Я намеренно вставил данный эпизод в структуру этого текста, поскольку на самом деле рассматривать любое явление, а тем более Философию как таковую, в отрыве от исторических контекстов Времени, факторов её формирования, в настоящее время крайне опрометчиво и симптоматично… Более того, воспринимать какого-либо рода философское учение в отрыве от фактов жизни его создателя не является в настоящий момент уместным вообще, так как восприятие любого исторического явления в структуре человеческой культуры более чем своеобразно. Философия (равно как и творчество в контексте истории искусств вообще) на любом этапе возникновения – явление историческое и персонифицированное. Она неразрывно связана как с религиозной, личной и научной жизнью, так и с социально-политическими контекстами проживаемого времени. Она занимает меняющееся положение по отношению к религии, и существует огромный и всё растущий диапазон её пониманий и представлений.
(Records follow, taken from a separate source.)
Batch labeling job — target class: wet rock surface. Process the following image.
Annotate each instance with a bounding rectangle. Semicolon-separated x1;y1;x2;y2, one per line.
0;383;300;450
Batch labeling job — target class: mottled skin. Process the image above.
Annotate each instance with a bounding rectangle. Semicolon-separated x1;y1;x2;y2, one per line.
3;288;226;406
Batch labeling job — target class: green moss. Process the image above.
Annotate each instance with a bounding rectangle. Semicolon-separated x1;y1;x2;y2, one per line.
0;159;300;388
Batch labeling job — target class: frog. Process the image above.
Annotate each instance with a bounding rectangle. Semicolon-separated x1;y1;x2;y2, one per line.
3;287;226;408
Огромное число относящихся к ней (или могущих относиться к ней) проблем из бытия повседневности, постоянно растут, непрерывный же переход от неё к вопросам обыденной или государственной жизни, здравого смысла и морали дают возможность воспринимать её не в образе «мёртвых» и отживших своё учений, а в живом отклике каждого, кто соприкасается с ней с позиции «Я в мире – мир во мне»…
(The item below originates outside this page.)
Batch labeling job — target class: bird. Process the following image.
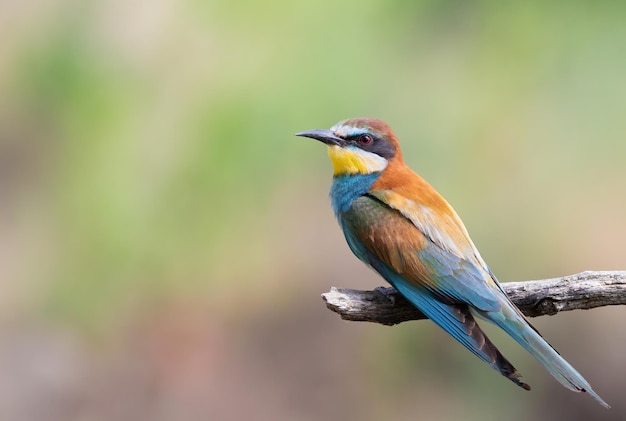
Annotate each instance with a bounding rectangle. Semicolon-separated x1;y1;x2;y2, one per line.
296;118;609;408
Такова вступительная преамбула. Теперь же, возвращаясь, собственно, к Гастону Башляру не хочется говорить обыденными словами, поскольку в самом деле, некоторые из его произведений заключают в себе некую экзистенциальную перчинку, да и то, видимо, чтобы вывести из самоуспокоенного равновесия спящий Разум, который по мнению профессора филологии Базельского университета Фридриха Ницше всегда «порождает чудовищ»… Моё восприятие философии Ницше на данный отрезок времени крайне настороженное, но в этом высказывании он более чем прав. Наверное, поэтому его Заратустра настолько предсказуем по ожиданиям. И уж, по большей части, выглядит не менее удивительным тот факт, как были восприняты фундаментальные работы Ницше своими же современниками… Бабочка Зигмунда Фрейда вряд ли когда попадёт в мрачные тенёты уже позднего ницшеанства… Но времена не выбирают… Ницше останется Ницше, насколько бы его философия не вызывала сонного недоумения периодически засыпающего Разума. На этом эпизоде я отчётливо вижу почти умирающую бабочку Фрейда, севшую на поздний цветок осени последнего земного пристанища ещё одного Великого немца…
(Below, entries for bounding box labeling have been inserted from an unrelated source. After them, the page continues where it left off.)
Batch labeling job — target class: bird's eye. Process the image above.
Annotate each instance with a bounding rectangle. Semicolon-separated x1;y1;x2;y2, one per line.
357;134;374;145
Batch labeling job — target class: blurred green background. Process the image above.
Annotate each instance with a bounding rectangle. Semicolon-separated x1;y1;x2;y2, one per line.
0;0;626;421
В отличие от очень чтимого Башляром за природоведческие мотивы (особенно за рекомендации по окаменению) Ницше, он сам философствует кузнечным молотом, называя его величайшим моральным завоеванием человечества:

«От убивающей дубины к кующей кувалде - вот весь путь от инстинктов к высочайшей морали».

Башляр выделяет комплексы зачарованных, получающих наслаждение от своей работы и искушающих других «трудоголиков»: Сизифа, Антея и примкнувшего к ним Ксеркса. Он изучает теорию минерализации (обнаруживая примеры чисто минеральной ненависти), волю к окаменению, отразившуюся в воле к космическому пьедесталу, предлагает постигнуть грёзы металлургической воли и приобщиться к ласкам мягкой грязи, обращает внимание на атом - жёстких грёз алмаз - и росу как скрепы неба и земли. Он создаёт уникальный, противопоставляемый какой бы то ни было концептуализации метод взаимообмена метафор - между раной и металлом, между звёздами и драгоценными металлами в земных недрах. Башляр подчёркивает частный характер своих материальных грёз, как правило, тонизирующих волю, но в то же время рассказывает и о существовании вредоносных и жестоких навязчивых образов, каковым для него лично было предчувствие падения с высоты. Этот комплекс он претворил в образ ознакомления с молниеносным временем (в отличие от времени зарытого), подкрепив фантазией о сотворении Земли для остановки некоего падения.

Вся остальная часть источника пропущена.